Again, when the system makes people poor and economically helpless, the governments and their institutions make the citizens blame themselves for it; they fight across race, ethnic and religious divides.

The system molds its apparati, the police, military and other forces, to consciously and unconsciously brutalise the people they are meant to protect. The state’s armed forces sometimes physically assault the people more than they are interested in keeping them safe and preventing crimes. This is not only in Nigeria or Africa but across the globe.

The economic undertone of racism is not different from that of xenophobia. On one hand, imperialist subjugation of other countries plays a role in fueling the racist characters of the whites against the blacks. Just as using the soldiers to fight the battles they did not create, citizens are employed to battle other races to continually keep the imperialists in control of nations under their neocolonisation. On the other hand, at a point where the economic gap between the rich and the poor is notoriously widened by the greed and bad governance of the ruling class, the xenophobic and racist characters of the people are equally brazened along. It becomes more violent a situation, blazing like wildfire in the harmattan. Unfortunately, they are in the wrong battle against the wrong section of people.

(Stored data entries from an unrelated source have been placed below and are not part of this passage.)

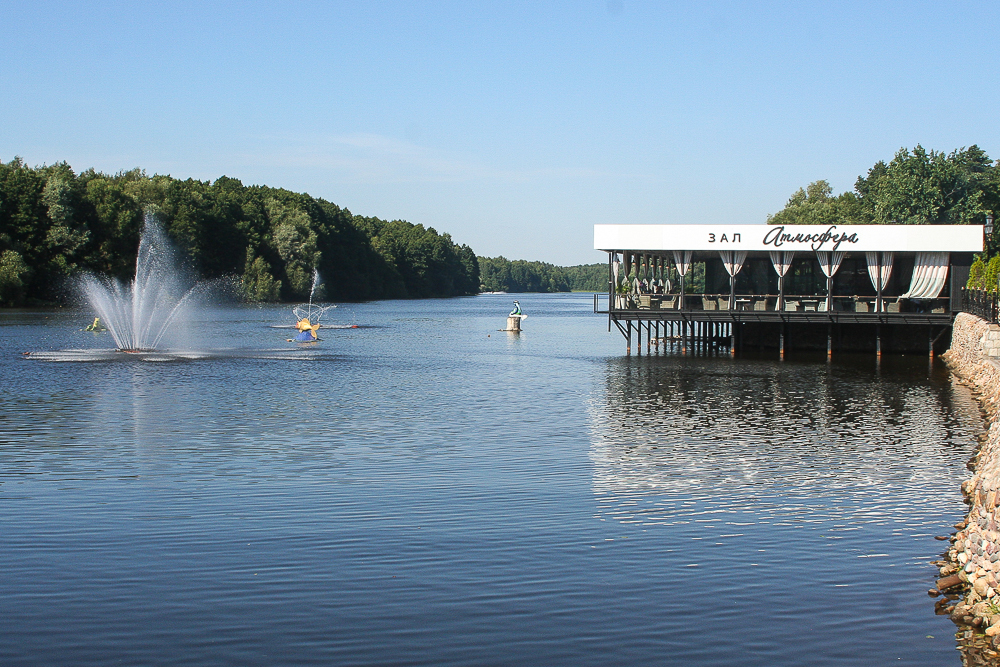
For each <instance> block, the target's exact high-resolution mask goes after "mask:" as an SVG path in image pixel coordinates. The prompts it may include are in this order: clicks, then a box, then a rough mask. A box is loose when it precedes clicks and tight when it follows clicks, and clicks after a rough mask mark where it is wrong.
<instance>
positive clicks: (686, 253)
mask: <svg viewBox="0 0 1000 667" xmlns="http://www.w3.org/2000/svg"><path fill="white" fill-rule="evenodd" d="M674 264H676V265H677V275H680V276H685V275H687V272H688V269H690V268H691V251H690V250H683V251H682V250H674Z"/></svg>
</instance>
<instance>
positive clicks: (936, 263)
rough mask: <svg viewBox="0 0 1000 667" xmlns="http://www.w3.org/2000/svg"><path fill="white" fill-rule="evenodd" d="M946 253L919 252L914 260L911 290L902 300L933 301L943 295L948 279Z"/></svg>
mask: <svg viewBox="0 0 1000 667" xmlns="http://www.w3.org/2000/svg"><path fill="white" fill-rule="evenodd" d="M948 259H949V255H948V253H946V252H918V253H917V256H916V257H915V258H914V260H913V278H911V279H910V289H909V290H907V292H906V294H904V295H903V296H901V297H899V298H900V299H933V298H935V297H937V296H938V295H939V294H941V288H943V287H944V283H945V281H946V280H947V279H948Z"/></svg>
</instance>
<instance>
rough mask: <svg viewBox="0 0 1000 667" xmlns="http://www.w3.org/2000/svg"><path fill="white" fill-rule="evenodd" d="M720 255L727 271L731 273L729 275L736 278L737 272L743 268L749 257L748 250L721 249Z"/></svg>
mask: <svg viewBox="0 0 1000 667" xmlns="http://www.w3.org/2000/svg"><path fill="white" fill-rule="evenodd" d="M719 257H721V258H722V264H723V266H725V267H726V273H728V274H729V277H730V278H735V277H736V274H737V273H739V272H740V269H742V268H743V262H745V261H746V259H747V251H746V250H720V251H719Z"/></svg>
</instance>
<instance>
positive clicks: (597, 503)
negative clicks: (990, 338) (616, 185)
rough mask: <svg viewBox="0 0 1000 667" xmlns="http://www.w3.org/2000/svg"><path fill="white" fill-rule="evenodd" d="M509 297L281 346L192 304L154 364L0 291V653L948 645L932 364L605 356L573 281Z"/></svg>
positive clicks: (765, 657)
mask: <svg viewBox="0 0 1000 667" xmlns="http://www.w3.org/2000/svg"><path fill="white" fill-rule="evenodd" d="M517 298H519V300H520V301H521V304H522V307H523V309H524V311H525V312H526V313H528V314H529V318H528V319H527V320H526V321H525V322H524V332H523V333H522V334H521V335H520V336H516V335H513V334H507V333H504V332H500V331H498V329H500V328H502V327H503V326H504V324H505V318H506V314H507V312H508V311H509V309H510V307H511V300H512V297H511V296H504V295H496V296H494V295H483V296H479V297H471V298H465V299H450V300H428V301H402V302H401V301H392V302H380V303H367V304H356V305H350V304H346V305H341V307H339V308H338V309H336V310H334V311H331V312H330V313H328V314H327V316H326V318H325V321H327V322H329V323H337V324H357V325H359V328H356V329H329V330H326V329H323V330H321V331H320V333H321V336H322V338H323V340H321V341H320V342H319V343H316V344H312V345H299V344H294V343H287V342H285V338H287V337H289V335H290V333H291V332H290V331H289V330H287V329H284V330H283V329H274V328H271V327H270V325H274V324H290V323H291V322H292V318H291V313H290V309H289V308H288V307H266V308H250V307H243V308H238V307H231V308H221V307H220V308H216V309H212V310H208V311H204V312H202V313H201V316H200V318H199V321H198V322H196V323H195V324H194V328H195V331H196V333H197V332H202V334H203V335H204V336H206V337H209V338H211V339H214V340H216V341H218V342H216V343H215V344H213V345H208V346H206V347H208V348H212V347H215V348H217V349H216V350H215V351H214V352H212V353H211V354H207V355H204V356H201V357H199V358H192V359H186V360H181V359H172V358H170V357H162V358H159V359H156V358H154V359H142V358H139V357H129V356H127V355H110V357H111V358H110V359H105V360H98V358H99V356H100V355H91V356H90V357H88V356H87V355H79V356H80V357H82V358H84V359H88V358H90V359H91V360H89V361H75V362H51V361H43V360H38V359H32V358H30V357H28V358H25V357H23V356H22V354H21V353H22V352H23V351H27V350H31V351H53V350H65V349H75V348H101V347H104V348H108V347H113V343H112V342H111V340H110V337H109V336H108V335H107V334H103V335H94V334H88V333H85V332H83V331H81V329H82V328H83V327H84V326H86V324H88V323H89V321H90V320H91V319H92V317H93V314H92V313H90V312H88V311H69V310H60V311H54V312H34V313H33V312H0V378H2V386H0V600H2V606H3V614H2V622H0V664H4V665H53V664H61V665H106V664H125V665H155V664H163V665H173V664H186V665H220V664H223V665H225V664H231V665H251V664H260V665H270V664H275V665H276V664H288V665H300V664H317V665H333V664H336V665H494V664H512V665H541V664H546V665H608V664H634V665H649V664H678V665H733V664H739V665H775V664H780V665H872V664H906V665H935V666H939V665H959V664H960V657H959V653H958V652H957V651H956V650H955V646H956V642H955V636H954V633H955V627H954V625H953V624H952V623H951V622H950V621H949V620H948V619H947V618H946V617H940V616H935V615H934V608H933V601H932V600H931V599H930V598H929V597H928V596H927V593H926V591H927V589H928V588H930V587H931V586H932V585H933V582H934V579H935V577H936V573H937V571H936V568H935V567H934V566H932V565H930V564H929V561H931V560H934V559H935V558H937V557H938V556H939V555H940V553H941V552H942V551H943V550H944V546H945V544H946V543H942V542H939V541H936V540H934V536H935V535H944V534H948V532H949V531H951V525H952V524H954V523H955V522H957V521H958V520H960V519H961V518H963V516H964V513H965V506H964V505H963V504H962V501H961V496H960V492H959V485H960V484H961V482H962V481H963V480H964V479H965V478H966V476H967V474H968V472H967V470H966V468H965V463H966V461H967V460H968V458H969V456H970V455H971V453H972V451H973V447H974V445H975V437H976V435H977V434H978V433H979V432H981V430H982V422H981V419H980V416H979V411H978V408H977V406H976V404H975V402H974V400H973V398H972V397H971V395H970V394H969V392H968V391H967V390H966V389H965V388H964V387H962V386H960V385H957V384H955V383H954V382H953V381H952V380H951V379H950V377H949V375H948V373H947V371H946V369H945V368H944V367H943V365H941V364H939V363H935V364H929V362H928V360H927V358H926V357H919V356H918V357H911V358H902V357H888V358H886V359H884V360H883V362H882V363H881V365H876V363H875V359H874V357H872V356H860V357H850V358H835V360H834V363H833V364H831V365H827V364H826V363H825V360H824V358H823V357H820V358H818V359H815V358H791V359H788V360H786V361H785V362H778V361H777V360H774V359H756V360H754V359H738V360H733V359H730V358H728V357H726V356H721V357H693V356H689V357H682V356H679V355H678V354H667V355H659V356H657V355H653V356H643V357H637V356H634V355H633V356H632V357H626V356H625V354H624V353H625V342H624V339H623V338H622V337H621V336H620V334H618V332H617V331H614V332H613V333H609V332H608V331H607V319H606V318H605V317H602V316H599V315H594V314H593V312H592V310H593V308H592V304H593V301H592V296H591V295H578V294H574V295H520V296H518V297H517ZM222 348H227V349H225V350H223V349H222ZM105 356H106V357H107V356H109V355H105ZM55 357H56V358H73V357H72V356H71V355H64V357H59V355H55Z"/></svg>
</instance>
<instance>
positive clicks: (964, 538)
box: [929, 313, 1000, 663]
mask: <svg viewBox="0 0 1000 667" xmlns="http://www.w3.org/2000/svg"><path fill="white" fill-rule="evenodd" d="M943 358H944V360H945V362H946V363H947V364H948V366H949V368H950V369H951V371H952V373H953V374H954V375H955V376H956V377H957V378H959V380H960V381H961V382H963V383H965V384H967V385H968V386H970V387H971V388H972V389H973V391H974V392H976V394H977V396H978V398H979V403H980V407H981V409H982V410H983V413H984V418H985V420H986V424H988V426H989V429H988V430H987V431H986V433H984V434H983V435H982V436H980V439H979V440H980V441H979V446H978V448H977V449H976V452H975V454H974V455H973V457H972V459H971V460H970V461H969V464H968V465H969V469H970V470H972V476H971V477H970V478H969V479H968V480H966V481H965V482H964V483H963V484H962V493H963V495H964V497H965V502H966V503H967V504H968V505H969V513H968V515H967V516H966V518H965V520H963V521H961V522H959V523H958V524H956V525H955V529H956V531H957V532H956V533H955V534H954V535H952V536H951V537H950V538H948V537H941V538H938V539H950V541H951V546H950V548H949V549H948V550H947V552H945V554H943V560H941V561H935V563H934V564H935V565H937V566H938V567H939V568H940V578H939V579H938V580H937V583H936V588H934V589H931V590H930V591H929V592H930V594H931V595H932V596H935V597H937V596H938V595H943V597H942V598H941V599H939V600H938V601H937V603H936V609H937V611H938V613H939V614H947V615H949V616H951V619H952V620H953V621H954V622H955V623H956V624H957V625H959V626H960V629H961V630H962V635H961V636H960V639H963V640H964V641H963V643H964V644H965V646H966V648H967V649H971V648H973V647H975V648H977V649H978V650H976V651H973V652H974V653H978V654H979V657H980V658H984V659H990V660H992V659H995V658H996V657H998V655H1000V654H998V652H997V649H1000V511H998V506H1000V421H998V414H1000V326H997V325H995V324H994V325H991V324H988V323H987V322H985V321H984V320H981V319H979V318H978V317H975V316H973V315H969V314H967V313H961V314H959V315H958V317H957V318H956V319H955V325H954V328H953V330H952V342H951V348H950V349H949V350H948V352H946V353H945V354H944V356H943ZM994 360H996V361H994ZM967 657H968V656H967ZM975 662H976V663H978V662H980V661H979V660H976V661H975Z"/></svg>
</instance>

Maybe unlike racism and xenophobia, socioeconomic undertone behind rape is not loudly pronounced, but the ideology of the system fuels human criminality no matter how hard the ruling class tries to pretend to fight these crimes. Robberies, cybercrimes, human trafficking, kidnaps and incessant terrorism are only some symptoms bred by bad governance, and rape is also one of these symptoms.

Of course, if we can agree that joblessness and poverty breed crimes, we should not agree less for rape to be in the category of such crimes. This is without prejudice to the excesses of man’s inhumanity to man – as in rape and murder, as in police brutality and other forms. The institutions that breed insecurity, unemployment, social inequality and social depression is first the government and its economic arrangement. We should not always forget. Their actions and inactions have psychological effects on the social behaviour of people, and this is to a large extent.

The idle brain is the devil’s workshop. Simply put, joblessness and poverty continually breed insecurity and other crimes perpetrated, including rape and every other form of domestic violence that is not even pronounced. These symptoms are reflections of the system’s ideology, and this ideology which keeps the masses helpless is the ideology that keeps the ruling class in power.

As we fight and call out the evil excesses of men, we should never spare the governments and agents of the institutions that strengthen those evils, who only later come out, like referees, to settle scores for the battles and divisions they created.

All lives matter, and as we struggle in every situation, we must know our real enemies too. We have common ones.